記念日だらけのカレンダー
「わたしの部屋に入ってもいいけど、中のモノを勝手に見たりしないでね。約束だよ、大貴くん」
「わかったよ愛佳」
愛佳は小ぶりのバッグを抱えながら、ドアを開けて職場へ向かっていった。
「いよいよ、俺たち二人の同棲生活が始まったんだな。俺は仕事まで時間があるから、掃除でもしよう」
同棲のために3LDKの部屋を借りたばかりとはいえ、この広さはなかなか面倒だ。愛佳の部屋に入ってみると、机の上には開いたままのダンボールがあり、その周りに細々としたアクセサリーが散らばっている。
机の上は触らず、床を軽く掃除をしようと掃除機を持ち出した時、机の下に何かが落ちているのを見つけた。
「卓上カレンダーか、机から落ちたのかな」
よく見てみると、カレンダーの数か所に『記念日』と書かれたステッカーが貼られている。
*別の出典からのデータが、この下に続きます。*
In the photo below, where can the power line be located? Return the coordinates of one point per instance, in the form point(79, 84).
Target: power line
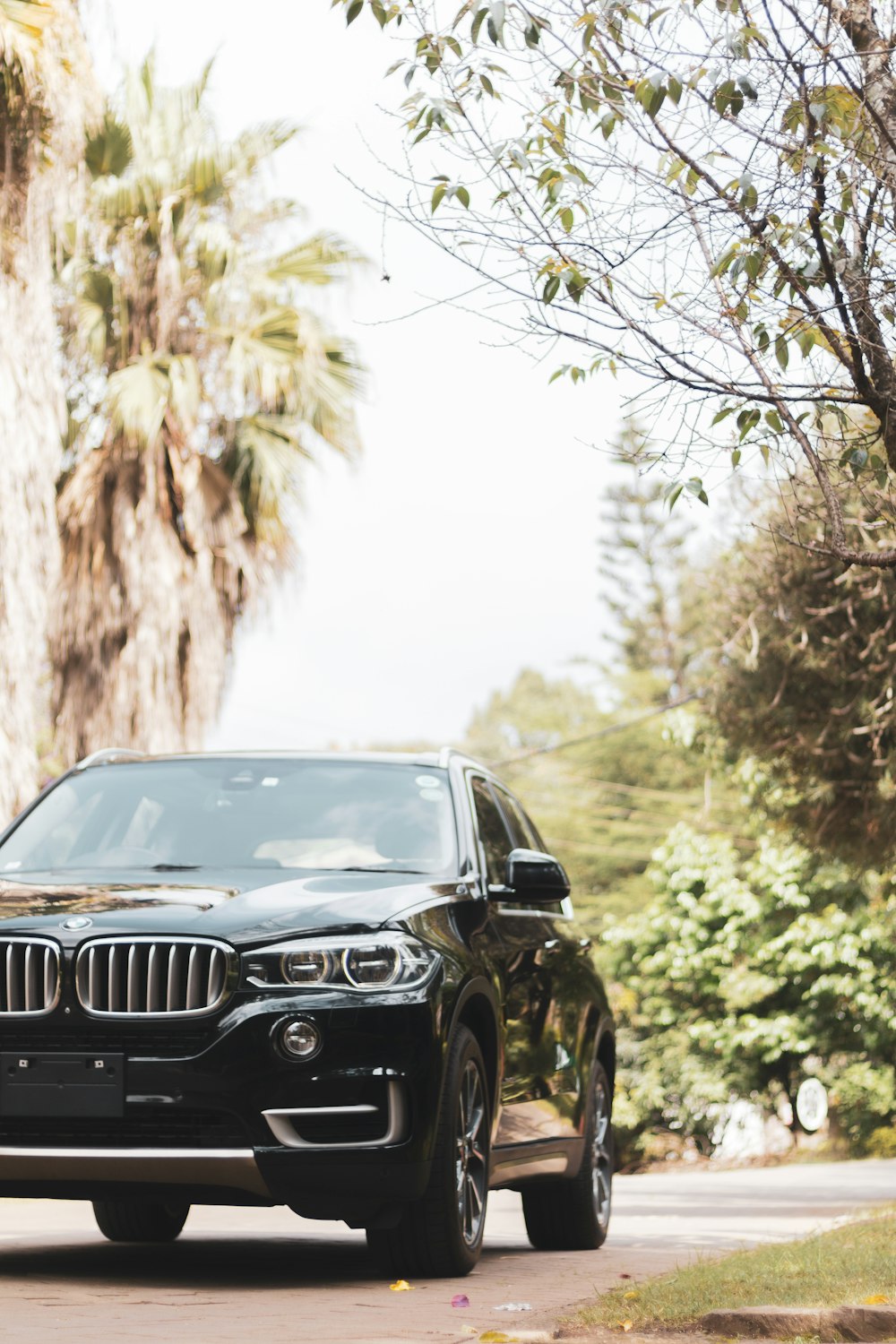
point(600, 733)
「記念日……何も書いてないから、何の記念日かわかんないぞ」
次の月にもステッカーが貼られていた。その次の月も、そのまた次の月もだ。
「こ、こんなにたくさん……忘れてるのはまずいよな」
俺はカレンダーをスマホで撮影し、後で調査をすることにした。
記念日の調査は、意外と簡単だった。愛佳と一緒に過ごした思い出はスマホに残されているのだから、撮影された写真などを日付で検索すればすぐにわかってしまうのだ。
こうして俺は月に数度訪れる記念日を難なく攻略していき、愛佳と蜜月の日々を過ごしていった。
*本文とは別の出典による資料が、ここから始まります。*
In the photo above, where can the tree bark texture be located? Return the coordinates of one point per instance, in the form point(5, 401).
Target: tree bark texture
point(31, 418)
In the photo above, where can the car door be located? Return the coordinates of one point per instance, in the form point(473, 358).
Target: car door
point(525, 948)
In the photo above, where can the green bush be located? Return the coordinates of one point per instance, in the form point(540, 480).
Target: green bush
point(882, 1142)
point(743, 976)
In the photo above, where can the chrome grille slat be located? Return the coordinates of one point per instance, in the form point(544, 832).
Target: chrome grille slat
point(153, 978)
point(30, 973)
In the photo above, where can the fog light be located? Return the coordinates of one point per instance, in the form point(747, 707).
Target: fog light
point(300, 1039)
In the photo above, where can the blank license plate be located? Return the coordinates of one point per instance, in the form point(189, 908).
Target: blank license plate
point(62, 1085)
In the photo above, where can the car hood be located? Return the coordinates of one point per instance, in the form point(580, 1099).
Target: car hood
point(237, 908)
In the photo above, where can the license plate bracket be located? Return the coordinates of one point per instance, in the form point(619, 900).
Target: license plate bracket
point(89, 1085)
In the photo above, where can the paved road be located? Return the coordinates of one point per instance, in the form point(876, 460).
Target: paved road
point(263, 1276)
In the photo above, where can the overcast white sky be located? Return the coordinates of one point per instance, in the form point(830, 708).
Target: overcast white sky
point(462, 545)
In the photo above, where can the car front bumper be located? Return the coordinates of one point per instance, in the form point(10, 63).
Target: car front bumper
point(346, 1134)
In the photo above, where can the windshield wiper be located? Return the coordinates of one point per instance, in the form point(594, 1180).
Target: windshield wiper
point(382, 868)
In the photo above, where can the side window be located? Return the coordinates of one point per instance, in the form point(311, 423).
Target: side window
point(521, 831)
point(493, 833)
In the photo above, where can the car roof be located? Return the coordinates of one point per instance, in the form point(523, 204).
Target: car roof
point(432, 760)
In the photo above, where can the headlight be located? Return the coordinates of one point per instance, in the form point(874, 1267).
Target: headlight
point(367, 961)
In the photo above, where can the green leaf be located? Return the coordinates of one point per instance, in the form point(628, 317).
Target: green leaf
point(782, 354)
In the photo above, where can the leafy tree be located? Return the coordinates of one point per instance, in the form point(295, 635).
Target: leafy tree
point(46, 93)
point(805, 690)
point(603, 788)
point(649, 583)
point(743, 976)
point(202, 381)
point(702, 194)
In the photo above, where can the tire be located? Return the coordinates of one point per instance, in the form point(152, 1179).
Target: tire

しかし一つだけ、何の記念日かわからない日があった。この日は大きな行事や出来事があったわけでもなく、写真も残っていない。そうこうしているうちに、その日がやってきてしまった。
「まいったなぁ。プレゼントは用意したんだけど」
不安を抱えながら帰宅すると、部屋の様子がおかしかった。愛佳の靴はあるのに、明かりが無い。
「愛佳、いるのか? どうしたんだ、電気もつけずに」
暗いリビングの真ん中に愛佳が立っていた。
「大貴くん、これってプレゼント?」
「あっ、そ、そうだよ。今日は記念日だからさ」
「記念日じゃないよ」
「えっ」
愛佳はプレゼントを投げてよこした。ズタズタになった外箱の中に、千切られたネックレスが見える。
「これから記念日になる、が正しいかな。本当は記念日になんかしたくなかったんだけど」
「な、何を言って……」
「部屋の中のもの、見ないでって言ったよね」
愛佳が目の前まで来て、ようやく刃物を握っていることに気づいた。